大河「べらぼう」が"光る君へ"を超えて刺さるワケ "光る君へロス"でも「異色ビジネスドラマ」にハマる
東洋経済オンライン / 2025年1月5日 14時0分
大河ドラマ史上2番目に古い、平安の世を描いた「光る君へ」から一転して江戸時代へ。1月5日夜、横浜流星さん主演の「べらぼう~蔦重栄華乃夢噺~」がスタートします。
【画像】主人公の母を演じる飯島直子の「眉毛なし」“衝撃”劇中姿
そのコンセプトは、「日本のメディア産業、ポップカルチャーの礎を築き 時にお上に目を付けられても面白さを追求し続けた人物 “蔦重”こと蔦屋重三郎の波乱万丈の生涯。笑いと涙と謎に満ちた“痛快”エンターテインメントドラマ!」。

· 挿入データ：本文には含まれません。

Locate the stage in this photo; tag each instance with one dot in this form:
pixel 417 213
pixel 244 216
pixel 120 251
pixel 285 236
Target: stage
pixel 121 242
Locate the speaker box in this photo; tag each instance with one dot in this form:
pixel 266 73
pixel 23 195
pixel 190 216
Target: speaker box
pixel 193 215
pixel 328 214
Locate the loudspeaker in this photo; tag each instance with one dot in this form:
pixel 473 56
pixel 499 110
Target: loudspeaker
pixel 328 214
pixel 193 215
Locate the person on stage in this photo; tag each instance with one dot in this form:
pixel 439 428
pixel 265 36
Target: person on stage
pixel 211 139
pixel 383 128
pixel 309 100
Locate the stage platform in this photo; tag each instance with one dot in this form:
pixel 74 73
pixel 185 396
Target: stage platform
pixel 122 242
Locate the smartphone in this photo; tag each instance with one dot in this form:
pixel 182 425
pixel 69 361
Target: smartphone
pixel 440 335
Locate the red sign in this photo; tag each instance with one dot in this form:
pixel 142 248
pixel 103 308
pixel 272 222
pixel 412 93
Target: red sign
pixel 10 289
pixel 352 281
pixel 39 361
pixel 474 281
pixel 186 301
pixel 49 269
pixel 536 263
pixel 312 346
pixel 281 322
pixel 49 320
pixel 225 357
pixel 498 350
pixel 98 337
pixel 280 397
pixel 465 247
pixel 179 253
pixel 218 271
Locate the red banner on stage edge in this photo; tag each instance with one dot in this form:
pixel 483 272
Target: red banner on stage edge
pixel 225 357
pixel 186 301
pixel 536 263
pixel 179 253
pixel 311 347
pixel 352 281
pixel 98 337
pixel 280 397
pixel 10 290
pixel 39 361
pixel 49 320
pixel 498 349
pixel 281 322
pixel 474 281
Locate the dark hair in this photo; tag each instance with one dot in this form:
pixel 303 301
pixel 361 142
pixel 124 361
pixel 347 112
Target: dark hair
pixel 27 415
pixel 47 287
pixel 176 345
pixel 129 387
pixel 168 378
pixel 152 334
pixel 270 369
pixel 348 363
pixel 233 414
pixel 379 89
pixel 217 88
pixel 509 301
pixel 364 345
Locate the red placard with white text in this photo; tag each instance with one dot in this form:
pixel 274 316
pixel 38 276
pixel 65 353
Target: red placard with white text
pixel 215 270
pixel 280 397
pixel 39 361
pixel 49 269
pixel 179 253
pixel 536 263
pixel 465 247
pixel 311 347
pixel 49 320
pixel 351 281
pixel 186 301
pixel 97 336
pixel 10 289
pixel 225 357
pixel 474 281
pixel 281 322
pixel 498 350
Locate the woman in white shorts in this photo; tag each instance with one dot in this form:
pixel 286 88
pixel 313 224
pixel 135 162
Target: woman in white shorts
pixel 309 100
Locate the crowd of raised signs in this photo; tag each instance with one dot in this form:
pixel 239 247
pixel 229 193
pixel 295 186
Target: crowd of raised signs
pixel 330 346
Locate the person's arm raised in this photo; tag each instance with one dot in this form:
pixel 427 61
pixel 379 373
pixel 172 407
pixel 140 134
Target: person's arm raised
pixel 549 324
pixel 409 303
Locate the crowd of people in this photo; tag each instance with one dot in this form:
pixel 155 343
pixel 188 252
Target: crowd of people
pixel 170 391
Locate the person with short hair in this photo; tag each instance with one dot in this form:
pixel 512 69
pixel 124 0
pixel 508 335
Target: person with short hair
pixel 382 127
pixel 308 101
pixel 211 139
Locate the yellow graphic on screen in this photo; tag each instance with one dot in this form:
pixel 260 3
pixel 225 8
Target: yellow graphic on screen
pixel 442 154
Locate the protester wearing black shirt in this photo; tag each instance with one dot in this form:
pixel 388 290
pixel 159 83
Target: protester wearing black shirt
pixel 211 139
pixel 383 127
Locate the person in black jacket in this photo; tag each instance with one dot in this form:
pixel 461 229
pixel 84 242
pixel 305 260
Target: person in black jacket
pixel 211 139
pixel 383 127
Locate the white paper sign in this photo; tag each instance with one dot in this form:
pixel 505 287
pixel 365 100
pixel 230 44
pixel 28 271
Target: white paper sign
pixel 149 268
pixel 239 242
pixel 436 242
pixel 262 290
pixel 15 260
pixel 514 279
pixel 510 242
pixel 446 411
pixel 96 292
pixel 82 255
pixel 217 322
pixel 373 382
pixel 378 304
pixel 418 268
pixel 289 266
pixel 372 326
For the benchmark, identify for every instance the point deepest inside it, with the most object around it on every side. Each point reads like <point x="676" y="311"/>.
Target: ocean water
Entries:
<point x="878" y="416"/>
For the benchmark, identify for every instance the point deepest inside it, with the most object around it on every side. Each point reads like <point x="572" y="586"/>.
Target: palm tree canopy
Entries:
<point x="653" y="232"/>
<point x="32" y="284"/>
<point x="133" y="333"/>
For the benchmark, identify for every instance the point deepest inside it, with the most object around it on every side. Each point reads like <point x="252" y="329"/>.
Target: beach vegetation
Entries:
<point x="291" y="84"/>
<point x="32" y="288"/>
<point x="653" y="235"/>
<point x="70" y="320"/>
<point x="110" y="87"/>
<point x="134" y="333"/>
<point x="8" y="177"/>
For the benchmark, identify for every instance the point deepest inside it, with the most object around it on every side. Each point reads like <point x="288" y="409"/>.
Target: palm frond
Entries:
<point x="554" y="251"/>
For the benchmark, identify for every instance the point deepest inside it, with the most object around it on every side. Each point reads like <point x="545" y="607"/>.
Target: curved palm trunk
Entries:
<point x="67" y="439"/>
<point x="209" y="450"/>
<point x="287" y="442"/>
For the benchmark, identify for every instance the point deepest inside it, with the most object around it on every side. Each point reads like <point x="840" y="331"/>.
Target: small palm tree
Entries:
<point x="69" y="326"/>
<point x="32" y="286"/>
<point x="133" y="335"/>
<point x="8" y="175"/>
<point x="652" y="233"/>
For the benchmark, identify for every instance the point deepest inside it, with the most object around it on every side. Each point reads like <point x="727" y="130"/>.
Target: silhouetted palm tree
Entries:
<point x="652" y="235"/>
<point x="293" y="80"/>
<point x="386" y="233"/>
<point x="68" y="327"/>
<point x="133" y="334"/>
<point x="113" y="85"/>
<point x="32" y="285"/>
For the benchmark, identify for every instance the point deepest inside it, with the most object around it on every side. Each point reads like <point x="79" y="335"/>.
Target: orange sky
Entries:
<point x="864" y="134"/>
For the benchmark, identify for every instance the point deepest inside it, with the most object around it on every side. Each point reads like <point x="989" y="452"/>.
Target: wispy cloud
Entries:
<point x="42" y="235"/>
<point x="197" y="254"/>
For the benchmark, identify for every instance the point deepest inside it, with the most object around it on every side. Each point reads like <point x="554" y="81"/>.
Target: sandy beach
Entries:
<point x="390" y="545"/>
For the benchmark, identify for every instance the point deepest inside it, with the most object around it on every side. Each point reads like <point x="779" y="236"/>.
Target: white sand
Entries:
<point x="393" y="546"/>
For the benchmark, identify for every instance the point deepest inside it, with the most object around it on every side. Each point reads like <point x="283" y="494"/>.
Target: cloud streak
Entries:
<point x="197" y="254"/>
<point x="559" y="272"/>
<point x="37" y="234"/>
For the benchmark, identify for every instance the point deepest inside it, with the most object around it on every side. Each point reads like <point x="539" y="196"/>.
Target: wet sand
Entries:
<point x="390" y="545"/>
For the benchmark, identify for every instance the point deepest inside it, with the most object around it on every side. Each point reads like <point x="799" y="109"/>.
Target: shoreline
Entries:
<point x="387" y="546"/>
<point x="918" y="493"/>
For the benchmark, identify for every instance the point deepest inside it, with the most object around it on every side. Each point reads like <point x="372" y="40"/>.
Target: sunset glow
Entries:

「蔦屋重三郎って何者?」「どんな物語か想像がつかない」という人も少なくないでしょう。その説明は徐々にしていきますが、ここまではっきり「エンタメ」と言い切った大河ドラマはあったでしょうか。さらにその前提となる「笑いと涙と謎に満ちた」という物語は“日曜20時のNHK大河ドラマ”というより“日曜21時のTBS日曜劇場”のように見えます。
時代劇で選ばれることの多い江戸時代中期を描きながら、その主人公に有名人を選ばず、なじみの薄い蔦屋重三郎を選んだ理由は何なのか。また、なぜ「光る君へ」に続いて戦のない時代を選んだのか。それらを掘り下げていくと、「べらぼう」への期待感が否応なしに増していきます。
作家の次は「出版プロデューサー」
基本的に大河ドラマは史実をベースに実在した人物の人生が描かれるため、今回も主なあらすじはネタバレ済み。まずは下記に制作サイドがくり返し発表しているあらすじをあげてみましょう(「知りたくない」という人は飛ばしてください)。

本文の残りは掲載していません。